En 2004 fue reconocido con el Premio Nacional de Literatura “Miguel Ángel Asturias”. Algunas de sus obras han sido traducidas al inglés, francés, alemán, holandés, italiano y japonés. Su novela breve “El cojo bueno” fue publicada en San Salvador por la colección Ficciones de la DPI, en 2001.

Rey Rosa ocupa destacado lugar en la literatura latinoamericana de nuestros días. Presentará “Severina” este jueves 27 de octubre en el Centro Cultural de España (CCESV).


(Publicado en La Prensa Gráfica, 27 de octubre de 2011) 

Imagen: Rodrigo Rey Rosa

jueves, octubre 13, 2011

Y Charlie Byrd tocó...

Miguel Huezo Mixco

Una vez Charlie Byrd aterrizó en El Salvador. Fue un 4 de noviembre hace treinta y cinco años. Su disco “Jazz samba” (1962), realizado con Stan Getz, había renovado la escena del jazz en Estados Unidos. Cuando llegó a El Salvador estaba en su momento de gloria. Para su sorpresa, a la entrada del Teatro Presidente, donde iba a presentarse, se encontró con una protesta pacífica de un grupo de artistas salvadoreños.


Aquella olvidada protesta no tenía ninguna relación con los movimientos sociales protagonizados por el Bloque Popular Revolucionario (BPR) o el Frente de Acción Popular Unificada (FAPU). La verdad, las reivindicaciones de los artistas no han estado en la mira ni de los revolucionarios ni de los conservadores.

Entre quienes llegaron aquella noche al Teatro Presidente portando pancartas estaban algunos miembros de la crema y nata de la música popular salvadoreña: los músicos Paco Palaviccini y Lito Barrientos, el actor Eugenio Acosta y el tenor Eduardo Fuentes.

La protesta se originó en el hecho de que la visa de trabajo otorgada al célebre guitarrista norteamericano había sido extendida sin consultar, como lo establece la ley, al sindicato de artistas de variedades.
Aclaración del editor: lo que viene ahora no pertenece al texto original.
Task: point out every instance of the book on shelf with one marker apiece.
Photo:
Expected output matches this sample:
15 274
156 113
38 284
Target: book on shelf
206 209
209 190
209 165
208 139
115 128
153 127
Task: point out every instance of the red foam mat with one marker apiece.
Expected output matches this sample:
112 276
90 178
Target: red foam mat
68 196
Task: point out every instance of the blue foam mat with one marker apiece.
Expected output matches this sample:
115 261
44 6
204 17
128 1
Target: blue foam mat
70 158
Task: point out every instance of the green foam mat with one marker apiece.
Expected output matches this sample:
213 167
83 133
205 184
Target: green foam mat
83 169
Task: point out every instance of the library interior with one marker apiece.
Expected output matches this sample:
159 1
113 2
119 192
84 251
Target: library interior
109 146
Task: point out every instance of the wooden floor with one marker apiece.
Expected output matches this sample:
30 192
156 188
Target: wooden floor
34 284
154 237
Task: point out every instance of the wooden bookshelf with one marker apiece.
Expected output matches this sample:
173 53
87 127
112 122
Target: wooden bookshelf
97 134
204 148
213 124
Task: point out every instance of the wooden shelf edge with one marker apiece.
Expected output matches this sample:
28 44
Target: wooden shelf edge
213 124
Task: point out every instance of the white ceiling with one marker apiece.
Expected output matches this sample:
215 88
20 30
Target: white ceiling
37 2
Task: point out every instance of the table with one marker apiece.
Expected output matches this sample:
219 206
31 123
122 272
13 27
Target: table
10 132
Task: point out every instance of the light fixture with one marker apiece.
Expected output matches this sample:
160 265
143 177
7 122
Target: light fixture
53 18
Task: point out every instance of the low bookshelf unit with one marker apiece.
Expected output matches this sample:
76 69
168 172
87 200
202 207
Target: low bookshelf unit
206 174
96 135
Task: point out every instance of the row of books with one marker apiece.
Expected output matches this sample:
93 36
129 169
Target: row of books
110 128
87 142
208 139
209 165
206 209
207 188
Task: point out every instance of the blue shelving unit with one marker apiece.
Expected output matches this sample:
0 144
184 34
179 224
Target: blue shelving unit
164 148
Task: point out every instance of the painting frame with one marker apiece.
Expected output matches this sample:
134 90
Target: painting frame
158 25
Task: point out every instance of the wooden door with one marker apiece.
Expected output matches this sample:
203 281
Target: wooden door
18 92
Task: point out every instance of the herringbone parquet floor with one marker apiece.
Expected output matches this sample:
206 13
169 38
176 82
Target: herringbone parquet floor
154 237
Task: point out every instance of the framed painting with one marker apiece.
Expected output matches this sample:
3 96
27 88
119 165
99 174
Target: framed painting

Además, la contratación del artista, en su condición de extranjero, no había incluido el pago del porcentaje destinado a los artistas locales que establece la ley.

Byrd envío a los artistas locales, a través de su manager, un mensaje de reconocimiento a la justeza de su reclamo. Un testigo directo de aquellos hechos, quien me ha referido esta historia, asegura que un funcionario de la embajada de Estados Unidos intentó buscar un arreglo. Los artistas, en un gesto amistoso, accedieron a que se realizara el concierto de Byrd, dejando clara la necesidad de que se respetasen sus derechos. Finalmente, Charlie Byrd tocó...

El nombre de Byrd está asociado con el despertar de los artistas salvadoreños. A mediados de los años 70, temas tales como el acceso a redes de protección social o el derecho a la organización de los artistas, se pusieron por primera vez sobre la mesa. El Sindicato General de Artistas de Variedades (SGAV) y la UGAASAL firmaron, inclusive, un histórico convenio con sus homólogos de México (ANDA y FITE), para proteger en aquel país los derechos de los intérpretes salvadoreños.

Pasaron 35 años. Los derechos laborales y previsionales de escritores, directores y actores de teatro, radio, cine, Internet y televisión; folcloristas, circenses, titiriteros, músicos, bailarines, escenógrafos, técnicos de audiovisuales y dramaturgos, no integrados al mercado formal, sigue sin llamar la atención del Estado.

Abundan los ejemplos de artistas que han vivido de la caridad y que han muerto en medio de la pobreza. La celebración del bicentenario hubiera sido una buena ocasión para iniciar un proceso que permita que los artistas accedan a servicios de salud y coticen para retirarse con dignidad. No es un sueño imposible. Cuando las autoridades se decidan a emprender esa transformación deberán volver sus ojos a la noche en que el Charlie Byrd vino a tocar su guitarra en San Salvador.